Cinq colonnes de tracteurs – plus de 1 500 au total – et plus de 8 000 personnes devraient envahir les rues de Madrid mercredi 11 février lors de la grande manifestation organisée par l’Union des syndicats d’agriculteurs et d’éleveurs pour protester contre l’accord UE-Mercosur sous le slogan #TractoresAlaCalle.
La mobilisation se déroulera de la place Colón jusqu’à la porte du ministère de l’Agriculture, où aura lieu un rassemblement revendicatif auquel participeront toutes les organisations territoriales, comme l’a expliqué Anastasio Yébenes, responsable des secteurs agricoles de l’organisation.
Celle de Madrid, où une mobilisation similaire a déjà eu lieu en février 2024 sous le slogan « Nous avons toutes les raisons », sera la dernière étape d’une série de manifestations organisées dans tout le pays entre le 26 et le 30 janvier.
Pourquoi se mobilisent-ils ? L’accord UE-Mercosur et au-delà

L’accord UE-Mercosur est l’un des points centraux de la protestation : cet accord controversé, en cours de négociation depuis plus de deux décennies, inquiète le secteur agricole car il implique, entre autres, de faciliter l’entrée des produits agricoles provenant des pays membres du Marché commun du Sud (Mercosur) : le Brésil, l’Argentine, le Paraguay et l’Uruguay.
En Espagne, le secteur agricole dit qu’il n’y a pas de concurrence équitable, car les exigences phytosanitaires, les conditions de travail et le coût de la main-d’œuvre ne sont pas les mêmes, ce qui fait que les producteurs du Mercosur peuvent rivaliser en Europe en proposant des produits moins chers.

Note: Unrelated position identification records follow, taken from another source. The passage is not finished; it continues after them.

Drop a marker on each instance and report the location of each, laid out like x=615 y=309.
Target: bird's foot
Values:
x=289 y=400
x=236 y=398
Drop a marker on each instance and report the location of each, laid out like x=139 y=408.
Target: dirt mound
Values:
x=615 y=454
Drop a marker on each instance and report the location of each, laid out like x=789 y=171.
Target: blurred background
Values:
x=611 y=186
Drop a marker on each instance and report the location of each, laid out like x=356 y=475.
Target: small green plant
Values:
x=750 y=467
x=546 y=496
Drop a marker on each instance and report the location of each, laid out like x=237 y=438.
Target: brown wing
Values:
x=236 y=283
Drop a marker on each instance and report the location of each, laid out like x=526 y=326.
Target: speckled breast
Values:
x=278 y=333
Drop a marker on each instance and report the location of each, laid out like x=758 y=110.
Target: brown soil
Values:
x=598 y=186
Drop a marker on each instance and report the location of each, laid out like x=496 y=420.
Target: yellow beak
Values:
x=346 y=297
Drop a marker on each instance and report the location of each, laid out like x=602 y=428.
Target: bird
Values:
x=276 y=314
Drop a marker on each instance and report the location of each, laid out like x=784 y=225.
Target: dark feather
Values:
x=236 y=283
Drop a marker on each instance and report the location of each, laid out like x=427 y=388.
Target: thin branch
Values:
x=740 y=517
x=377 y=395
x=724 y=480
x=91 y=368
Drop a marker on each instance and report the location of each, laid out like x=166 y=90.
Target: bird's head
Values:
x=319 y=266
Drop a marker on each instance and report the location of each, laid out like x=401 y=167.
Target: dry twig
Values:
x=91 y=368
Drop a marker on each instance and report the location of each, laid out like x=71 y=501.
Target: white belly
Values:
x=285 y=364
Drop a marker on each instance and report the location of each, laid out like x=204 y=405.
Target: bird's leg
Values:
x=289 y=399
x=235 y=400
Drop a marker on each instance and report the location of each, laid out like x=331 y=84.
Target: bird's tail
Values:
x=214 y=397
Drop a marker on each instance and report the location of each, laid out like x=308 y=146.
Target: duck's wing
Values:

Mais ce n’est pas la seule raison de cette grande mobilisation : l’Union des syndicats parle aussi d’«autres accords commerciaux en cours de négociation qui touchent aussi le secteur agricole, en plus d’autres mouvements politiques qui font que ce sont toujours les agriculteurs et les éleveurs qui paient les pots cassés ».
Plus précisément, les préoccupations tournent autour du budget communautaire de la PAC – qui pourrait être réduit de 15 % à 22 % –, de la bureaucratie excessive pour la gestion des exploitations, des problèmes de santé animale ou du manque de relève générationnelle dans les campagnes.